Evandro Teixeira, fotógrafo do Jornal do Brasil na época e autor das fotos da Passeata dos Cem Mil

“Aquele foi um dos dias mais bonitos e gloriosos do Rio de Janeiro. Eu já era fotógrafo experiente, vinha cobrindo as manifestações contra a ditadura até ali. Saí da redação com a missão de ficar de olho no Vladimir Palmeira, o grande líder estudantil da época. Chegou à redação na véspera a informação de que ele seria morto ou preso pelo brigadeiro [João Paulo] Burnier [Em 1971, o preso político Stuart Angel Jones foi assassinado dentro da Base Aérea do Galeão]. 

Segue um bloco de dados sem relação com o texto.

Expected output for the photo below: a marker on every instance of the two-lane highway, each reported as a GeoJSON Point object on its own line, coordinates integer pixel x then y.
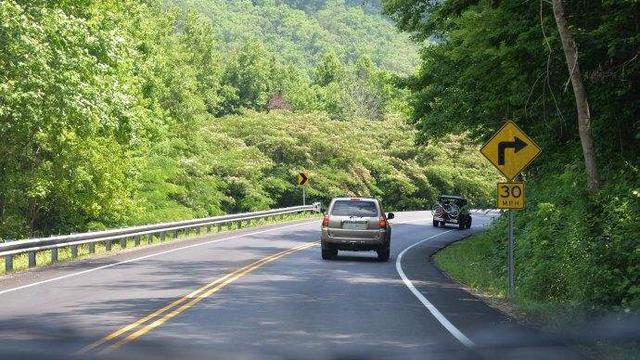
{"type": "Point", "coordinates": [261, 293]}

Ao longo do caminho, Vladimir subiu em árvore, pendurou-se em galhos, falou em cima de banca de jornal. Naquela época, não tinha megafone ou caixa de som e ele se fazia ouvir extraordinariamente bem. Fiquei vendo as freiras e religiosos chegarem, as atrizes, os outros grupos. Mas sempre olhando pela esquerda e a direita em busca de Vladimir. Fui para a Cinelândia, onde fiz a foto da multidão e a faixa “Abaixo a ditadura, o povo no poder”. Imaginava-se que pudesse haver uma carnificina naquele dia com tanta gente na rua, mas, por incrível que pareça, foi um dia maravilhosamente pacífico e encantador; todo mundo confraternizou, chorou, se abraçou. Lá estavam quem você pudesse imaginar: Otto Lara Resende, Antônio Callado, Gilberto Gil, Chico Buarque, Caetano Veloso. Iam chegando os blocos à Cinelândia: o dos artistas e intelectuais, dos religiosos, dos jornalistas, este com Grande Otelo no meio, o que foi muito engraçado. 

Começamos na Cinelândia, onde Vladimir falou maravilhosamente bem. Descemos a Rio Branco e as pessoas pararam em frente ao prédio do Jornal do Brasil para homenageá-lo pela luta contra a ditadura desde o início. Na Presidente Vargas, Vladimir subiu num caixote para falar. Quando mandava sentar, as pessoas obedeciam como se fossem bonecos. Na Candelária, discursou novamente. Depois, chegamos ao Palácio Tiradentes no final da tarde, onde a coisa acabou na maior paz do mundo. Fiz a foto dele entrando no seu fusquinha verde e agradeci a Deus porque nada tinha acontecido”.